The new YCplac111+Med15Δ(186-619) plasmid was subsequently isolated using a QIAprep Spin
Miniprep Kit (Qiagen) and the sequence was verified at the University of Michigan Core Facility.
β-Galactosidase Assays
The function of the ligand-DBD fusions were examined in yeast by a quantitative liquid β-
galactosidase assay in accordance with established methods [39]. Briefly, the plasmids encoding the
ligand+DBD fusions and the DBD plasmid (negative control) were transformed into yeast using the
LiOAc method or by electroporation, and transformed colonies were selected by growth on
synthetic complete (SC) media containing 2% raffinose and lacking the appropriate amino acid(s)
for selection. Freshly transformed colonies were used to inoculate 5 ml cultures of SC media
containing 2% raffinose and lacking the appropriate amino acids. The cultures were incubated
overnight at 30°C with agitation. Following incubation, these cultures were used to inoculate 5 ml
cultures of SC media containing 2% raffinose, 2% galactose and lacking the appropriate amino
acids that were subsequently incubated overnight at 30°C with agitation to an OD660 of 0.6–0.9.
The yeast cells were harvested and resuspended in breaking buffer (100 mM Tris-HCl (pH 8.0),
20% glycerol) containing the Complete Protease Inhibitors cocktail (Roche). The cells were lysed
by vortexing with glass beads. A portion of the cell extract was used to measure β-galactosidase
activity via incubation with o-nitrophenyl-β-D-galactopyranoside (1 mg/ml) in Z buffer (60 mM
Na2HPO4, 40 mM NaH2PO4, 10 mM KCl, 1 mM MgSO4•7H2O, and 50 mM 2-mercaptoethanol
[pH 7]). The reaction was stopped by adding 1 M Na2CO3 and the OD420 was measured on a Varian
Cary 300 UV-vis spectrometer. The activity reported was normalized to the total protein
concentration of the extract, measured using a Bradford assay kit (Bio-Rad) with BSA as the
standard. Western blot analysis was conducted on each reaction to confirm appropriate expression
of each of the constructs.
Immunofluorescence Staining
To verify that the Gal4(1-147) peptide ligand fusions were being expressed and transfected in
approximately equal amounts in HEK293 cells, immunofluorescence staining was performed.
Briefly, the transiently transfected cells were fixed on glass slides using 2% paraformaldehyde.
After multiple washes using blocking buffer (0.05% saponin, 5% BSA, and PBS [pH 7.2]) anti-
Gal4 antibody (Covance) was added (1:2000 dilution) and incubated for 2 hr at room temperature.
After six 5 min washes, an FITC-conjugated anti-rabbit secondary antibody (Santa Cruz Biotech)
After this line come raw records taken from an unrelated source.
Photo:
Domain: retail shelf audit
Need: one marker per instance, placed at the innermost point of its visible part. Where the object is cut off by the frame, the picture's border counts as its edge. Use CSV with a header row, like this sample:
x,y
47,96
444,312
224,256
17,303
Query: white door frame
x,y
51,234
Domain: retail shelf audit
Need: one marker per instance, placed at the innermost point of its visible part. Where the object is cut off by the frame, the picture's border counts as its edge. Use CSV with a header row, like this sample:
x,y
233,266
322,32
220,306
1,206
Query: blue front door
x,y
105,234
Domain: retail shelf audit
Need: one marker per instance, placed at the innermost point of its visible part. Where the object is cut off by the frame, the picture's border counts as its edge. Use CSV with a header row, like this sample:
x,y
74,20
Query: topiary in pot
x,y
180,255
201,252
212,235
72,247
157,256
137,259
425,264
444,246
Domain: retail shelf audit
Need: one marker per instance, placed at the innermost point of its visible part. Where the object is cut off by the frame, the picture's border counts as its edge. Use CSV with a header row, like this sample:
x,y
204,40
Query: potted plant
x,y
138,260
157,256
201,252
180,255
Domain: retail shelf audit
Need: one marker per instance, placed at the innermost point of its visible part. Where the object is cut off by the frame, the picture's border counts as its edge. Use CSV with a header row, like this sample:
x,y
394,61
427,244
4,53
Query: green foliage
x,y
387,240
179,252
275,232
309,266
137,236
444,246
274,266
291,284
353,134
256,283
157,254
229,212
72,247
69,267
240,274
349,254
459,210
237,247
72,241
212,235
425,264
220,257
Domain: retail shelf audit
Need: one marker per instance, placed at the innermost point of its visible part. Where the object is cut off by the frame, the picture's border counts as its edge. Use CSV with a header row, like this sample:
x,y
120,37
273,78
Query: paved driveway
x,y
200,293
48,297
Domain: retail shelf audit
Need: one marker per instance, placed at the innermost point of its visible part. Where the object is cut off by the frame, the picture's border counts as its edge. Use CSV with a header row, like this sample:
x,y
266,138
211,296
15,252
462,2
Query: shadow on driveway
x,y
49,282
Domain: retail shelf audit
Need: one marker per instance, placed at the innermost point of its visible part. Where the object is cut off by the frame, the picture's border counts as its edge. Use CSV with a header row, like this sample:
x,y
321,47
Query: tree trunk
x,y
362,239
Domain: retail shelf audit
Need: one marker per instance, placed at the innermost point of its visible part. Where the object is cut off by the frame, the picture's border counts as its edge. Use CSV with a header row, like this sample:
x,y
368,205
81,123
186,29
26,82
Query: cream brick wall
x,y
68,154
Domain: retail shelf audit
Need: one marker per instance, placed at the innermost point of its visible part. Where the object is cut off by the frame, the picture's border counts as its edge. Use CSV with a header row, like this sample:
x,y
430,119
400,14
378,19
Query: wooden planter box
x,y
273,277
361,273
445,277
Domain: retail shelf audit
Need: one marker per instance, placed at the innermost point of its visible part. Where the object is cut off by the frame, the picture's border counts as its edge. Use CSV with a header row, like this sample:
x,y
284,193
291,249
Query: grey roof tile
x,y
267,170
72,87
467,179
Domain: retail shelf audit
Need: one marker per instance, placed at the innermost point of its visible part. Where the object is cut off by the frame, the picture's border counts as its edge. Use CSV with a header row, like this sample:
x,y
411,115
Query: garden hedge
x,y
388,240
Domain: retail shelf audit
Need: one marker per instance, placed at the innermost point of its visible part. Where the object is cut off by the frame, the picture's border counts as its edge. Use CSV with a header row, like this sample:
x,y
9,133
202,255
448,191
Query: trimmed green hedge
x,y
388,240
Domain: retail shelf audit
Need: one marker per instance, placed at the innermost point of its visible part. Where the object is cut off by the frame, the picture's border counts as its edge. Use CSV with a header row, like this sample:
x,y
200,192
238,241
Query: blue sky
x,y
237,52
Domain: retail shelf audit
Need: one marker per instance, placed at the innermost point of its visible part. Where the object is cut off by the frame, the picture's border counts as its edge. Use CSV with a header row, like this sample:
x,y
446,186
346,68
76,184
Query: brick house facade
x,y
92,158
was added (1:150 dilution) and incubated for 45 min at room temperature. The slides were then
washed with blocking buffer 6 times for 5 min each and Hoechst (Chemicon), a nuclear stain that
enables visualization of all cells, was added to the slides. The cells were visualized under a
microscope (Leica DM LB connected to Spot RT slider camera, Diagnostic Instruments). The
Supplemental Data (Figure S2) shows images of cells transfected with Gal4(1-147), Gal4(1-
147)+28, or Gal4(1-147)+VP16(411-455). The green signal in the images is due to FITC, indicating
the cells that express Gal4, while the blue signal is due to the Hoechst stain, showing all the cells.
An overlay of both these images shows that >95% of the cells expressed the Gal4 fusion proteins.